Cannondale adds a RockShox Judy Silver TK fork with 120 mm (4.72 in) of travel to ensure your ride is stable, soft, and easy to control. Roots, rocks, and small drops shouldn't be an issue. With a pair of tubeless-ready Maxxis Reckon tires, you should be able to hit the tracks right out of the dealership.

I mentioned that the bike is a hardtail, and hardtails don't feature a rear suspension. Well, the Cujo stretches that idea a bit further from the ordinary by including something known as a SAVE micro-suspension. Ever heard of this feature? Well, SAVE offers riders a "strategically engineered" rear triangle that features flex zones. Whenever the rear experiences any sort of shock, these zones flex just enough to smoothen out your ride.

One thing I found rather nice is that this bike's drivetrain isn't handled by good ol' Shimano. Instead, SRAM makes its appearance with a 12-speed setup all tuned to the sounds and mechanisms of SX Eagle components. The chain, the crank, shifters, and 11-50T cassette, all SX. Only the rear derailleur is an NX Eagle.

However, Shimano has wiggled their way onto this bike as well. Aside from the rear and front hubs, brakes, too, are covered by the component giant. With a pair of MT400 hydraulic disc brakes and 180 mm (7.1 in) or 160 mm (6.3 in) rotors, stopping and control should come easy.

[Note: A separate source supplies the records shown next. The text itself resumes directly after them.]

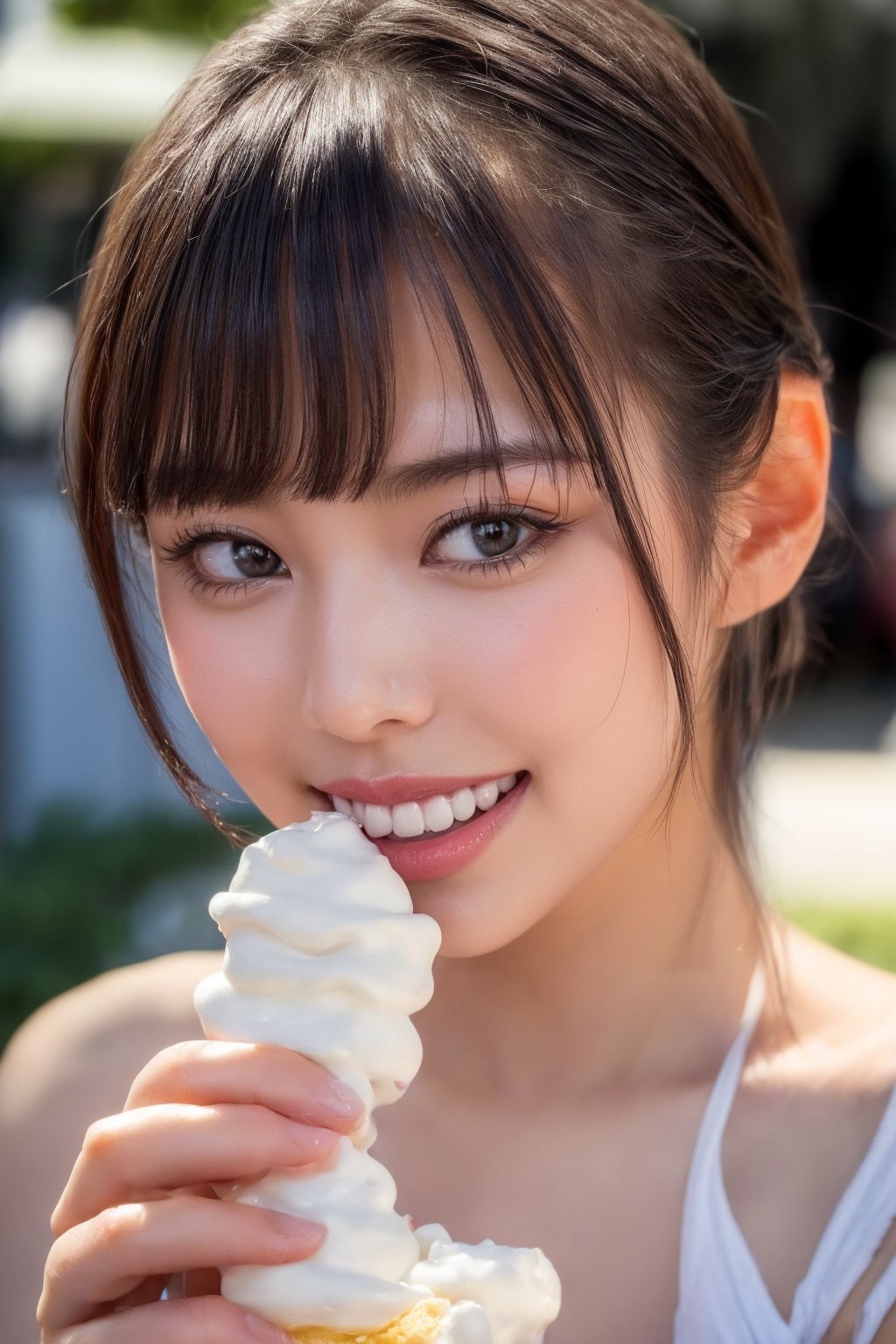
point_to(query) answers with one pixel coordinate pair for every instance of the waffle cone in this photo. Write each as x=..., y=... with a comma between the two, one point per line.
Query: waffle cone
x=419, y=1326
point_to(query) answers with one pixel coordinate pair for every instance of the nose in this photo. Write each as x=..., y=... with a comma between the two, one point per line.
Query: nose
x=363, y=657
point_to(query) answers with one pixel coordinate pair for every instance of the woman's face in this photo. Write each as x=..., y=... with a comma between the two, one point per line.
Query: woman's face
x=359, y=642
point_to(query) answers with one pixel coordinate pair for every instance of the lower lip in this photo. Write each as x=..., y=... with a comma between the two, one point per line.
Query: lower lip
x=442, y=854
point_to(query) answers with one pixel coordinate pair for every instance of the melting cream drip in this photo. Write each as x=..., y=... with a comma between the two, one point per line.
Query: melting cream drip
x=326, y=956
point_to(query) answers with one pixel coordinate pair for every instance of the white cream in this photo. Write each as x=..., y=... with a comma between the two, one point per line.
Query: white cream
x=517, y=1289
x=326, y=956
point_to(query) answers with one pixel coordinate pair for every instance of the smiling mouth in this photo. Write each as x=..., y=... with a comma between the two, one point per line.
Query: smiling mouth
x=426, y=819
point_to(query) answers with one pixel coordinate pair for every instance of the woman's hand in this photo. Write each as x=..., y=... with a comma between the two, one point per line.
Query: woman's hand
x=140, y=1206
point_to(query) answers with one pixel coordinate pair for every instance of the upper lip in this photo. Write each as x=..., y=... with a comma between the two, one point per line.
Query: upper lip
x=393, y=789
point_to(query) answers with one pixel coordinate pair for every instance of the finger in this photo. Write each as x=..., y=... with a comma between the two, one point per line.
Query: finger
x=198, y=1320
x=112, y=1256
x=206, y=1071
x=140, y=1153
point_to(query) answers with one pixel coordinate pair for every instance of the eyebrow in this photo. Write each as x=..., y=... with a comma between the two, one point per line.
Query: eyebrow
x=416, y=478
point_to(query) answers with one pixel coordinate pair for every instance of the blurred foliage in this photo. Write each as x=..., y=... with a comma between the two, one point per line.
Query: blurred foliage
x=863, y=932
x=205, y=19
x=69, y=890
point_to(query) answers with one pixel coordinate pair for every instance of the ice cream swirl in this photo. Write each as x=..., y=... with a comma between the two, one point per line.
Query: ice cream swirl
x=326, y=956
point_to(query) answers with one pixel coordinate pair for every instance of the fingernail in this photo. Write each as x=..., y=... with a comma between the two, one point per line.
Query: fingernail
x=298, y=1228
x=340, y=1101
x=261, y=1329
x=313, y=1140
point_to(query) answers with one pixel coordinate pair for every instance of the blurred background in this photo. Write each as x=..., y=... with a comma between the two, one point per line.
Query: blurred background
x=101, y=862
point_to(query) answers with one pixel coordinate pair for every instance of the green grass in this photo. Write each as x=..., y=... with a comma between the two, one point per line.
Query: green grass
x=863, y=932
x=69, y=890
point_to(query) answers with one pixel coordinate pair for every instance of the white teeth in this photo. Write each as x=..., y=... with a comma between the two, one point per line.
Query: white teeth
x=485, y=794
x=434, y=814
x=437, y=814
x=407, y=820
x=378, y=822
x=462, y=804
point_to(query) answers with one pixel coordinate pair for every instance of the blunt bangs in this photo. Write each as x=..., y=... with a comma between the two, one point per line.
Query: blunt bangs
x=250, y=347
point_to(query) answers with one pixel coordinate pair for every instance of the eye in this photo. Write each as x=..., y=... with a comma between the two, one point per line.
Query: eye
x=481, y=541
x=238, y=559
x=220, y=561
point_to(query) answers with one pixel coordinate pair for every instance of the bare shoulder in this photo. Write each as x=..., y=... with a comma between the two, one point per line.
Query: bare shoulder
x=70, y=1063
x=103, y=1031
x=844, y=1018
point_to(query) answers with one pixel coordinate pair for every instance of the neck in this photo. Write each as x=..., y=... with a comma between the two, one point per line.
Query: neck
x=635, y=978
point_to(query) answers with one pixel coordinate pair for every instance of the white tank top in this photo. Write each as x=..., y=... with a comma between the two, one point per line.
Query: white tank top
x=722, y=1294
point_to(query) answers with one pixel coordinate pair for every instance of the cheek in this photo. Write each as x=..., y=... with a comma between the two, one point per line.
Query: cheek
x=564, y=668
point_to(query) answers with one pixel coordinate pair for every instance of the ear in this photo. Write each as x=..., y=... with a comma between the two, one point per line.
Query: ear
x=777, y=518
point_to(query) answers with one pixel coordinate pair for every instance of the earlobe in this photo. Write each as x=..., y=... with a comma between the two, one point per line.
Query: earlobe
x=775, y=519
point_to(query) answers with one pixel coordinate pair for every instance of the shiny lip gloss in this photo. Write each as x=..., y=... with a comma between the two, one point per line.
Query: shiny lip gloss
x=439, y=854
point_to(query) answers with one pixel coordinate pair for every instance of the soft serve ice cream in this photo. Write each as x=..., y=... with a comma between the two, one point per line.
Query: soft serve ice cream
x=326, y=956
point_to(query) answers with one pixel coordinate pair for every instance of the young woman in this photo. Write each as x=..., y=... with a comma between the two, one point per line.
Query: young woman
x=449, y=361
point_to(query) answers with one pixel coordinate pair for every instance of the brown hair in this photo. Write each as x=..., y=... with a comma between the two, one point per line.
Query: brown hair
x=519, y=147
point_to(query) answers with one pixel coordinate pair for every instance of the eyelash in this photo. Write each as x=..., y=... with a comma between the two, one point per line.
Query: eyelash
x=188, y=542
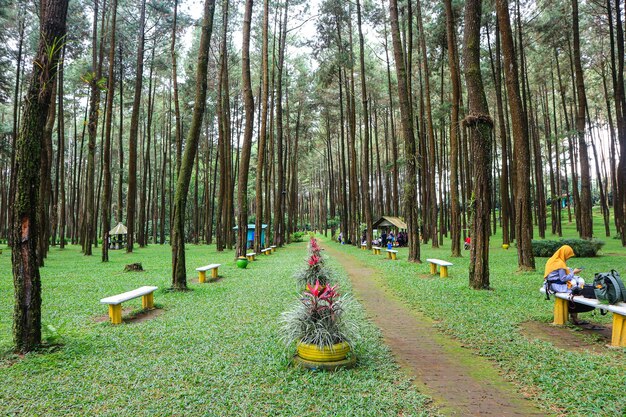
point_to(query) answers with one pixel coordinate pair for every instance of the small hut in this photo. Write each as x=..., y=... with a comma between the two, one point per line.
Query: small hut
x=117, y=236
x=389, y=222
x=250, y=237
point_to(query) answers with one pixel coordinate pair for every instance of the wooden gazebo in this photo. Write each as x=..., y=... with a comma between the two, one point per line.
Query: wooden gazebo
x=389, y=222
x=117, y=236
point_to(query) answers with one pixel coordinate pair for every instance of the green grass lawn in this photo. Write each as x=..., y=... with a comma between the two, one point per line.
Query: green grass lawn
x=214, y=351
x=578, y=384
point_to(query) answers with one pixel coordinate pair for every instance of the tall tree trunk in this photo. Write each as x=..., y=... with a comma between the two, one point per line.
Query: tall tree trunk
x=177, y=125
x=365, y=174
x=586, y=221
x=523, y=225
x=281, y=194
x=44, y=180
x=242, y=184
x=92, y=127
x=26, y=278
x=262, y=132
x=16, y=108
x=131, y=196
x=479, y=125
x=106, y=204
x=61, y=162
x=179, y=278
x=431, y=132
x=120, y=142
x=453, y=60
x=410, y=206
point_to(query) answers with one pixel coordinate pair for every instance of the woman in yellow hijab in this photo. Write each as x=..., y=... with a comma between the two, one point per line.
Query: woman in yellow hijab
x=560, y=278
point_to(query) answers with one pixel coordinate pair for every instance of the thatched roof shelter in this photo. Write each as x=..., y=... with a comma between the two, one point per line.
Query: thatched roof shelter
x=389, y=221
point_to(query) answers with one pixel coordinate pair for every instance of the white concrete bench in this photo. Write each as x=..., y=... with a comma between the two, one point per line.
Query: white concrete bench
x=115, y=302
x=202, y=272
x=392, y=254
x=561, y=310
x=443, y=270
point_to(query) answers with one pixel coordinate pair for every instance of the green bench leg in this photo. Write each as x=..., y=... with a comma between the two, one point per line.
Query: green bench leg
x=618, y=338
x=115, y=313
x=147, y=301
x=561, y=309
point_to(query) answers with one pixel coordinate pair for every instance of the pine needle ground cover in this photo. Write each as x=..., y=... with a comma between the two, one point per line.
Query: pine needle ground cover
x=573, y=383
x=212, y=351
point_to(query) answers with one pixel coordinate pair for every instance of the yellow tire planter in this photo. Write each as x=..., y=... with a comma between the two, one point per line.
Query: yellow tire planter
x=314, y=353
x=330, y=359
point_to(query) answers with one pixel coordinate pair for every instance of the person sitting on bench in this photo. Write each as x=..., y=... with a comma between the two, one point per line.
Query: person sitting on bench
x=560, y=278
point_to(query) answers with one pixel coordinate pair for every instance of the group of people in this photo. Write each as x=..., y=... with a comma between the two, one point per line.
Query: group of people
x=558, y=277
x=389, y=239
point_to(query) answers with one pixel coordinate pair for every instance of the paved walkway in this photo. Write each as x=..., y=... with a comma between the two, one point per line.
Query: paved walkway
x=461, y=382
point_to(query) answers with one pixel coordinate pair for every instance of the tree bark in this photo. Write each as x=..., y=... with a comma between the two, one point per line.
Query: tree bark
x=586, y=221
x=479, y=124
x=455, y=215
x=523, y=226
x=131, y=196
x=262, y=132
x=26, y=278
x=409, y=200
x=179, y=278
x=242, y=184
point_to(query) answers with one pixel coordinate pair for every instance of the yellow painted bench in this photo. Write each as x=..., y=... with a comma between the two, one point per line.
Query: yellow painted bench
x=561, y=310
x=202, y=272
x=443, y=270
x=115, y=302
x=392, y=254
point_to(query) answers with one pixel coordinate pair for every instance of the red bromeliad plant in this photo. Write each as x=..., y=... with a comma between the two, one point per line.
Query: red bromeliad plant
x=315, y=270
x=319, y=318
x=314, y=248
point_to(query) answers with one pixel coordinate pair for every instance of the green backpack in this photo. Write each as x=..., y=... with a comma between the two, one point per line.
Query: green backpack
x=609, y=287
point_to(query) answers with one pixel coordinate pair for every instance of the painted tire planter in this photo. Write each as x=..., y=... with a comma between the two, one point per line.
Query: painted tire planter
x=313, y=353
x=242, y=262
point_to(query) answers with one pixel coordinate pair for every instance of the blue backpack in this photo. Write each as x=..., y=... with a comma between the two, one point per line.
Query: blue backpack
x=609, y=287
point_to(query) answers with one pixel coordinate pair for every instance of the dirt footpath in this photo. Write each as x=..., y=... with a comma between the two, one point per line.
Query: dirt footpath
x=461, y=382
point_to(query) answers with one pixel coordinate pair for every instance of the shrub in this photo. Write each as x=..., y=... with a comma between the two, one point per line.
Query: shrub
x=319, y=318
x=582, y=248
x=297, y=237
x=314, y=272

As for secondary components you can find on the bike, in-house grips, handlebar, saddle, and stem are all present. Best of all, to help riders get the most out of their trail experience, Cannondale throws in a TranzX dropper post with internal cable routing. Press a button and get your seat out of the way to hit that downhill track the way you're meant to. All that gear yields a bike that comes in with a weight of 32.4 lbs (14.7 kg), not the lightest or heaviest piece on the market. No mention of its weight limit.

If you're in the market for a new bike or Santa's granting you a gift this year, the Cannondale Cujo 1 is a bike worth considering if you're into hardtail MTBs.